First of all, welcome. And thank you for calling this a place, because it is. I don’t just want you to read my words, kind visitor; I want you to be here. 

This is a place for me to document my experiences as an autistic system. Somewhere all my surplus self can stretch its legs. 

Who are you? 
I’m 23. A hyperverbal, PDA autistic system. Diagnosed in adulthood. Virgo stellium and gemini stellium (if you count three planets as a stellium). Queer! Born in the United States. Half Italian and half Irish in heritage. 

Try not to imagine me. I’ll be giving you access to so much of my consciousness that I’m just not comfortable giving you my face.

What does PDA stand for?
Pathological demand avoidance or persistent drive for autonomy. A subtype of autism. 

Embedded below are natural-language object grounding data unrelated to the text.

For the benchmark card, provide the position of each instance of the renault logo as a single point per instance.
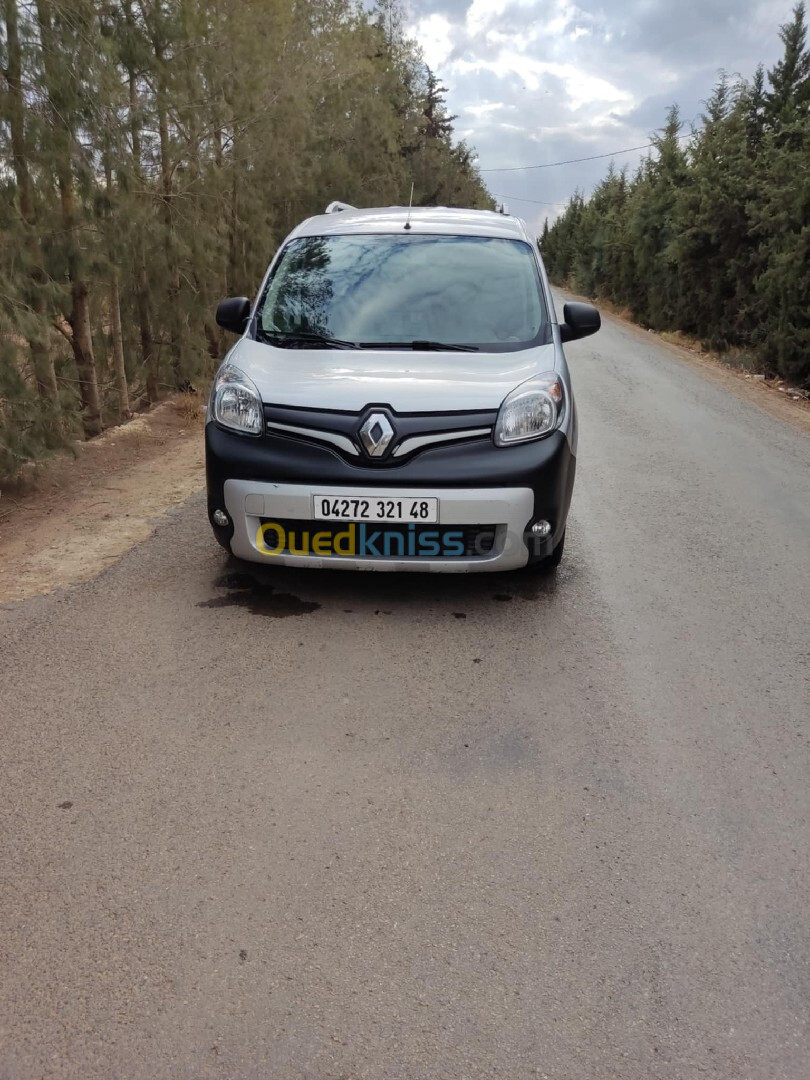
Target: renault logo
(376, 434)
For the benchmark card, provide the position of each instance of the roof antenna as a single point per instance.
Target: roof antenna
(410, 206)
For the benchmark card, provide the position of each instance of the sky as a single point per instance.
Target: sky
(537, 81)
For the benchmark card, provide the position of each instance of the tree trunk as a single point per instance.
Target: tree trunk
(79, 318)
(118, 351)
(175, 345)
(149, 356)
(42, 362)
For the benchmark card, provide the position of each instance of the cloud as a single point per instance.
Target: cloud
(536, 81)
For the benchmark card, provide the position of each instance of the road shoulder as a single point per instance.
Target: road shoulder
(88, 511)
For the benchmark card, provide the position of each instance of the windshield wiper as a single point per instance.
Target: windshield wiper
(420, 346)
(298, 338)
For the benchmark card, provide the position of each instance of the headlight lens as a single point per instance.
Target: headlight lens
(531, 410)
(235, 402)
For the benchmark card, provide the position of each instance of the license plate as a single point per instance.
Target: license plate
(331, 508)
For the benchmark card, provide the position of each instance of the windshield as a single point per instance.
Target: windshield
(388, 289)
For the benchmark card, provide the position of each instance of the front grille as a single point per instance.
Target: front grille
(414, 433)
(478, 541)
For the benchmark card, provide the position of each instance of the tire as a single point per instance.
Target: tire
(549, 564)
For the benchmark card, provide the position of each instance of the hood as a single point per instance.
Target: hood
(406, 381)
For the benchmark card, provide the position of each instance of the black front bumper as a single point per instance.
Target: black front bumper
(547, 467)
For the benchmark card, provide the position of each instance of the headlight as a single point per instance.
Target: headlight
(531, 410)
(235, 402)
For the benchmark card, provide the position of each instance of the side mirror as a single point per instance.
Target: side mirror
(232, 314)
(581, 320)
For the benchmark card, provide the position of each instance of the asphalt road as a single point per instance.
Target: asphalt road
(346, 826)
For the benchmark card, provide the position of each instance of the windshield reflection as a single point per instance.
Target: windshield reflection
(390, 288)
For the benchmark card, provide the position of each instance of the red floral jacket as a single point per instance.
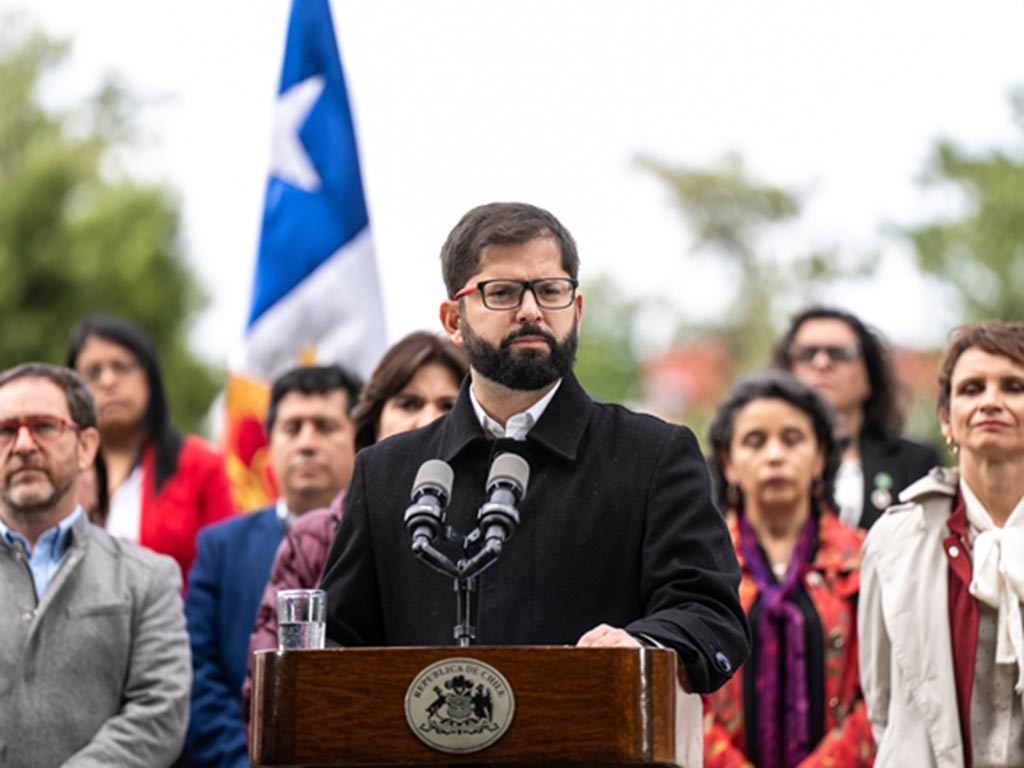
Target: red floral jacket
(833, 582)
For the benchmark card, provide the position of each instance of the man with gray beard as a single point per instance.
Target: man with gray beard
(619, 544)
(94, 665)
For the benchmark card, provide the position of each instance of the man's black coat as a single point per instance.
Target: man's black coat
(617, 526)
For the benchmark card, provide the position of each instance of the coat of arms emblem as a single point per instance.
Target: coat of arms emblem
(459, 706)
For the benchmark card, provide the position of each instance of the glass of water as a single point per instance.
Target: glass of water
(301, 616)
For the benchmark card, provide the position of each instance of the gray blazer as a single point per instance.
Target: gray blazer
(97, 674)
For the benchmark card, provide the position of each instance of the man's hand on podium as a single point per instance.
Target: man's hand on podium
(604, 636)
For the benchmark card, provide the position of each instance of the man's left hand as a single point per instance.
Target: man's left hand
(604, 636)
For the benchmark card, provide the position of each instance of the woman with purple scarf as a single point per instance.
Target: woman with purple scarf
(797, 701)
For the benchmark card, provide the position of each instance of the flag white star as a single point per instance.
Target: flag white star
(289, 159)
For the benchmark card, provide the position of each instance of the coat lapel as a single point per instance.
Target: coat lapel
(913, 569)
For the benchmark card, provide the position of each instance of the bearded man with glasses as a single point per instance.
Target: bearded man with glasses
(835, 353)
(94, 663)
(619, 544)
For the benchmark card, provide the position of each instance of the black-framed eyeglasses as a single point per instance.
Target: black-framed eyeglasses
(44, 429)
(836, 352)
(550, 293)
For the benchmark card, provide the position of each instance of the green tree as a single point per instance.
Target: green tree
(979, 254)
(76, 237)
(606, 360)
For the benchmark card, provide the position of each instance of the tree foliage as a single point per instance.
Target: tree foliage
(606, 363)
(76, 237)
(978, 253)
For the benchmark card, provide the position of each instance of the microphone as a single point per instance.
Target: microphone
(431, 491)
(507, 483)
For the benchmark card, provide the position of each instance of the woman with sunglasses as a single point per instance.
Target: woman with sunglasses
(796, 701)
(162, 485)
(942, 652)
(836, 354)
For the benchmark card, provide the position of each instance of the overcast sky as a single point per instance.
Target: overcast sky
(461, 102)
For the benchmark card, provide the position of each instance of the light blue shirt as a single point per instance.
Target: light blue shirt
(44, 560)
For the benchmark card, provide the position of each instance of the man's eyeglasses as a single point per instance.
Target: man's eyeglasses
(44, 429)
(836, 353)
(550, 293)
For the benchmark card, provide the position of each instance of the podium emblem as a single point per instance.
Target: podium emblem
(459, 706)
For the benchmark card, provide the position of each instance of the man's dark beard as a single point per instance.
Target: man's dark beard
(525, 370)
(58, 492)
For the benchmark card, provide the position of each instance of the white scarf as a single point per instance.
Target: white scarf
(998, 576)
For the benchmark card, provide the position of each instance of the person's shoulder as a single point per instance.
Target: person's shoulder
(647, 425)
(137, 563)
(240, 525)
(197, 453)
(926, 502)
(911, 448)
(315, 521)
(404, 443)
(901, 449)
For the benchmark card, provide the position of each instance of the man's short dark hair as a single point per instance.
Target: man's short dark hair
(80, 402)
(501, 224)
(883, 416)
(311, 380)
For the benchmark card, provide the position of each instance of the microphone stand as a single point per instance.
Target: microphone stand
(497, 519)
(464, 574)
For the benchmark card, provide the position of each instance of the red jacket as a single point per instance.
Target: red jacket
(197, 495)
(298, 564)
(833, 582)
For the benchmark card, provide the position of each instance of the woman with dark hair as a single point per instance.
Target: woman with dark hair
(942, 653)
(846, 363)
(163, 486)
(416, 382)
(797, 699)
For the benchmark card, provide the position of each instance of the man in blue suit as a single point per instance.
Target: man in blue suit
(312, 449)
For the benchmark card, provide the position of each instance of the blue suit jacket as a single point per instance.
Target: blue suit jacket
(225, 584)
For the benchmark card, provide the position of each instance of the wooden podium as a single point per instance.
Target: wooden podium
(572, 707)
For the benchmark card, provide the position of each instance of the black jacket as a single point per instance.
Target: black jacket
(890, 464)
(617, 526)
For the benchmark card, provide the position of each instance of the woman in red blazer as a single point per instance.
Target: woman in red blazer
(163, 485)
(797, 700)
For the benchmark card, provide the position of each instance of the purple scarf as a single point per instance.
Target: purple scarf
(783, 702)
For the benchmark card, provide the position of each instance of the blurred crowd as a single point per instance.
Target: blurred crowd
(882, 589)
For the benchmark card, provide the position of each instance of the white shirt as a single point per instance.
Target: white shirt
(996, 717)
(849, 492)
(124, 520)
(518, 424)
(285, 514)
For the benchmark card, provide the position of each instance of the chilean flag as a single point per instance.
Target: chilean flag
(316, 294)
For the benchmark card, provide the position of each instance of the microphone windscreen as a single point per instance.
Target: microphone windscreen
(511, 468)
(433, 473)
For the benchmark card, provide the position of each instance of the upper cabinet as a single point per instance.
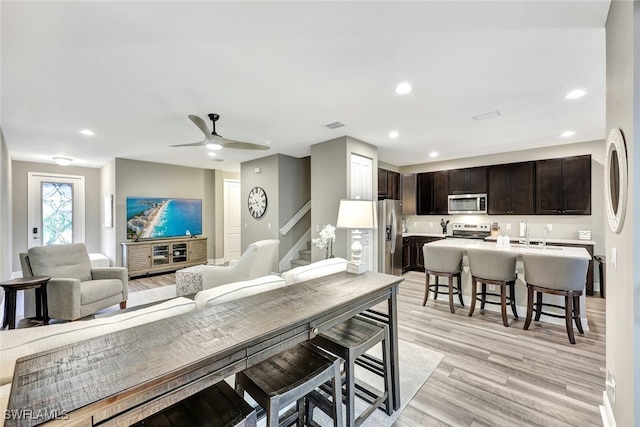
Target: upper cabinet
(408, 181)
(432, 191)
(563, 186)
(468, 181)
(511, 189)
(388, 185)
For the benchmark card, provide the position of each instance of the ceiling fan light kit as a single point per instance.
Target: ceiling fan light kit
(214, 141)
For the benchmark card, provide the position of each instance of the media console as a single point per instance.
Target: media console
(156, 256)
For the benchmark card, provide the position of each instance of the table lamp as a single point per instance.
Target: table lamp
(356, 215)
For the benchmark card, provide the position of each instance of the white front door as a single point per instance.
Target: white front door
(55, 209)
(232, 222)
(362, 188)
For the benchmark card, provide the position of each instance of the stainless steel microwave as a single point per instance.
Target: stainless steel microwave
(468, 203)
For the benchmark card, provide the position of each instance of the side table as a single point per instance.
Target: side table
(11, 287)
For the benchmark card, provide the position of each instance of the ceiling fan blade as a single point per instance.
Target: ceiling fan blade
(201, 124)
(193, 144)
(229, 143)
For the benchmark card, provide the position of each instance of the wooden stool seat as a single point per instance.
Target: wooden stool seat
(290, 377)
(350, 340)
(443, 262)
(493, 268)
(216, 406)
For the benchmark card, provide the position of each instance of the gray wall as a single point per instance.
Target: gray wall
(286, 180)
(294, 188)
(6, 235)
(564, 226)
(265, 227)
(93, 203)
(141, 179)
(623, 290)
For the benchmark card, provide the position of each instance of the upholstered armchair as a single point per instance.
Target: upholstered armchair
(75, 290)
(259, 259)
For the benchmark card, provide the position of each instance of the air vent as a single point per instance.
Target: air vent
(485, 116)
(335, 125)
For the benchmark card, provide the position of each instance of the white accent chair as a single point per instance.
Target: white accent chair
(259, 259)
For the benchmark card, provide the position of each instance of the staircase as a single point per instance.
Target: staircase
(304, 257)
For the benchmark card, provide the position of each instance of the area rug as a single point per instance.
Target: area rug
(416, 365)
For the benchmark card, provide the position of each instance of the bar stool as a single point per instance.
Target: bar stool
(602, 269)
(556, 276)
(216, 406)
(293, 377)
(443, 262)
(493, 268)
(350, 340)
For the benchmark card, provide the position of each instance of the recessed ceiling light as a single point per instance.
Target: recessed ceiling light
(485, 116)
(63, 161)
(403, 88)
(575, 94)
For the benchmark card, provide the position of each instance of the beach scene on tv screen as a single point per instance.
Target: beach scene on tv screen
(155, 217)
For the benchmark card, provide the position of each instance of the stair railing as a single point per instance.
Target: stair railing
(296, 218)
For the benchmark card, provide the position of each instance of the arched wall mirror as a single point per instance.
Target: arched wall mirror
(615, 180)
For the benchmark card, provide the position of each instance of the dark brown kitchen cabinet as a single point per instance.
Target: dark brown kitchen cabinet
(468, 180)
(511, 189)
(563, 186)
(388, 184)
(408, 194)
(432, 190)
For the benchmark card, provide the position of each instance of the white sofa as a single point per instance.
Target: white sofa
(315, 270)
(22, 342)
(232, 291)
(16, 343)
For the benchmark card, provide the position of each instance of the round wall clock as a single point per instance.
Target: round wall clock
(615, 180)
(257, 202)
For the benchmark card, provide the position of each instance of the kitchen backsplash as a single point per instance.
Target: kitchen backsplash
(562, 227)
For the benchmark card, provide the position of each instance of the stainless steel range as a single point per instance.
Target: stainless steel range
(470, 231)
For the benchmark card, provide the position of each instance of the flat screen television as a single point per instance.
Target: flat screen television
(163, 217)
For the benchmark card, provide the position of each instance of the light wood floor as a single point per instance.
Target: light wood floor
(492, 375)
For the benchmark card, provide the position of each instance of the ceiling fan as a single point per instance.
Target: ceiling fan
(214, 141)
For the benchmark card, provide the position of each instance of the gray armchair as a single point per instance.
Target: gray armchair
(75, 290)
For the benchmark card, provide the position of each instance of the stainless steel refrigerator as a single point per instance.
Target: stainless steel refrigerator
(390, 237)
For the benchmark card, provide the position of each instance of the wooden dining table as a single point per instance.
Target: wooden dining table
(125, 376)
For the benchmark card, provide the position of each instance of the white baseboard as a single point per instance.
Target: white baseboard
(301, 244)
(606, 412)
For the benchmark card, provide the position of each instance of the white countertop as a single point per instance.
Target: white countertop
(555, 251)
(409, 234)
(558, 241)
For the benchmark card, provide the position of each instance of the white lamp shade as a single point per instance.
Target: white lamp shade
(358, 214)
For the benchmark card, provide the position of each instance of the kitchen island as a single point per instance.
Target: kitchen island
(521, 289)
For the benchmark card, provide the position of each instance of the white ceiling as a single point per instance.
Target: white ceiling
(132, 71)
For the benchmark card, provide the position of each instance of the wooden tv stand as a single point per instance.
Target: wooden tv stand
(156, 256)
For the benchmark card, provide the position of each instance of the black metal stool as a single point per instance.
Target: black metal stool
(216, 406)
(350, 340)
(293, 377)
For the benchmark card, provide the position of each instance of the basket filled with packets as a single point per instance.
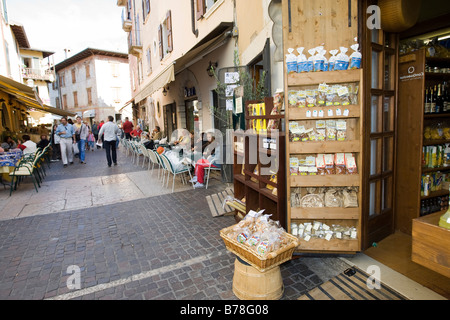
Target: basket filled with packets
(260, 241)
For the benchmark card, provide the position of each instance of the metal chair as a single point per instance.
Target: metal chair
(171, 170)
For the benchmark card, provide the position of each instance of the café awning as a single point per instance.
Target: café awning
(28, 97)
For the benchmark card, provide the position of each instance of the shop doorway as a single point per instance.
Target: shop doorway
(170, 119)
(381, 53)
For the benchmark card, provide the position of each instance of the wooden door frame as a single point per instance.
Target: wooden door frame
(369, 237)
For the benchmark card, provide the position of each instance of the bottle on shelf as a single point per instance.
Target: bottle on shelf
(427, 101)
(432, 101)
(439, 100)
(444, 220)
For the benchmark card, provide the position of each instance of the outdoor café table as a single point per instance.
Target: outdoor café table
(8, 161)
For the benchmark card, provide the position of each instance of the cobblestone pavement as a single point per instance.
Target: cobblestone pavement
(159, 247)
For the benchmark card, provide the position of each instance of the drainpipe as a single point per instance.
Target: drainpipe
(194, 31)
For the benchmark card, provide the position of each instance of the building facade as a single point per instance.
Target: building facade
(173, 46)
(94, 84)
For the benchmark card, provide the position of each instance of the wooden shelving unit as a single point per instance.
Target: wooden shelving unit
(353, 144)
(411, 124)
(251, 186)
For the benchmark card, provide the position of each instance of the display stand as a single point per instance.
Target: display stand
(412, 120)
(257, 188)
(352, 144)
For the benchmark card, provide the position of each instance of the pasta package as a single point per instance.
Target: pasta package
(341, 130)
(350, 164)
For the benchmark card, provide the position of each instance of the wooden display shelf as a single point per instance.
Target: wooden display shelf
(329, 77)
(332, 180)
(300, 113)
(435, 194)
(325, 147)
(428, 170)
(430, 244)
(334, 245)
(325, 213)
(436, 142)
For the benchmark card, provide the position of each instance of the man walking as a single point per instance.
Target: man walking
(81, 133)
(127, 127)
(67, 134)
(110, 130)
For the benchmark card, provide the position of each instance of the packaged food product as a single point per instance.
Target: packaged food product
(355, 57)
(293, 164)
(350, 164)
(339, 163)
(301, 99)
(342, 59)
(291, 61)
(301, 60)
(320, 164)
(319, 59)
(341, 130)
(350, 198)
(332, 60)
(310, 62)
(329, 164)
(322, 95)
(320, 130)
(311, 98)
(331, 130)
(292, 99)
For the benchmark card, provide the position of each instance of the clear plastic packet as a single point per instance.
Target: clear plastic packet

Is this an educational resource on PDA? 
No. Although you’ll sometimes see me discuss psychological concepts and pass along information I’ve learned, I’m not interested in positioning myself as an educator on PDA or systemhood. My work is creative in nature, and it is based on my subjective experiences and perspective. I don’t intend to speak for the communities at large.

I think it’s also worth noting that recently, my journey has led me away from a highly medicalized perspective on the topics at hand and more towards a holistic one. Not everyone will see things that way and that’s fine, but I ask that you respect my opinion and trust that it is well-considered. I will sometimes speak about the cultural context that informs diagnosis, as well as the spiritual dimensions of my experiences.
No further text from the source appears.